Recently I’ve been thinking a great deal about time and moments in time.

It started with T.S. Eliot as I have been reading and studying The Wasteland which meant I was also reading a lot of other Eliot poems including his Four Quartets where he writes a lot about time and moments in time. By the way, I heartily recommend the Norton Critical Edition of The Wasteland, I’ve found it incredibly useful to my further understanding of the poem.

I also found an old essay I wrote in second year English back when I was studying at the University of Sydney that was about Eliot and D.H. Lawrence and “unattended moments”. I’ve now typed it out and put it up under “Writing”.

The final thing was a prompt on Plinky, a web site that provides a new prompt every day. This one was “What activity, task, or game do you love most in the world? Why?” and it made me think about enjoyable ways of spending time and how some of them are Eliot’s unattended moments.

What do I mean by that? Well to start, what is an unattended moment? Eliot would say they are “A moment not out of time, but in time … a moment in time but not like a moment in time”. He also refers to them as “The still point of the turning world”.

That last phrase is the one that really got me thinking. I love those still points, those moments when time and the world seem to have no meaning and you are entirely in the moment and in the place. If you’re not sure what I mean then go and give my essay a read, that will help.

I had a partner who talked about her “happy place”. When we were next to each other she would tuck her shoulder into my armpit and put her head on my chest and her arm would be across me while mine was around her, holding her close.

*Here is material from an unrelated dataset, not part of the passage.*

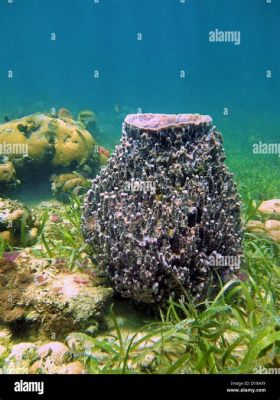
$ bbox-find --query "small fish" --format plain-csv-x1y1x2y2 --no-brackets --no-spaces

I suspect that for her this was an unattended moment, a still point, I know it was for me.

Sometimes the same thing would happen to me when I was walking along holding a woman’s hand and it would seem that the whole world was those two hands intertwined.

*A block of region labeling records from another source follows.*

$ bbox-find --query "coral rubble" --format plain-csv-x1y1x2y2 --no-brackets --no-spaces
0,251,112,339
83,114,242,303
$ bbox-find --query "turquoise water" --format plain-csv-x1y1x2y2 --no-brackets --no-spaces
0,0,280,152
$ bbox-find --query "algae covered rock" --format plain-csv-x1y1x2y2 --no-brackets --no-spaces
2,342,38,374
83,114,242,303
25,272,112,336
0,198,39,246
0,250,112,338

So when I think about favourite activities or tasks I don’t quickly think of a particular activity, I think of those moments.

When I was studying psychodrama my teacher used to talk about the balance between thought, feeling and action. Perhaps because I have always spent a lot of time reading and working in jobs that were about thinking I always have a problem being “stuck in my head”, over thinking everything and losing touch with my emotions and slow to take action.

One of the reasons I am attracted to the time out of time is that almost inevitably they are moments when you are not “in your head”, they are without thought or at least there is no thought outside the moment.

Where else have I seen (or perhaps ‘felt’ is a better word) these moments?

One place is on the dance floor. Sometimes when I’m dancing the music and the rhythm and my movement gain a hold on me and I am without thought and it is as if I am the music and the dancing.

The other that comes to mind is harder to explain. As a man I often find that holding and cuddling and kissing are a prelude, a moving towards sex. However when I’m in a sustained, long term relationship where sex is frequent then the desire for sex changes. In the moment, sometimes it isn’t there so that those moments of intimacy are no longer needfully moving towards it. Just like the intimate moment I mentioned above then holding, cuddling and kissing my lover becomes about the moment and the sensations of the moment. The moment has no past and is not moving towards a future but just is. In that moment you are nothing but the senses of touch without a sense of passing time. As Eliot puts it “Except for the point, the still point, \ There would be no dance, and there is only dance.”

Can you think of moments where you were outside time, when you were in the moment and you were nothing but the moment?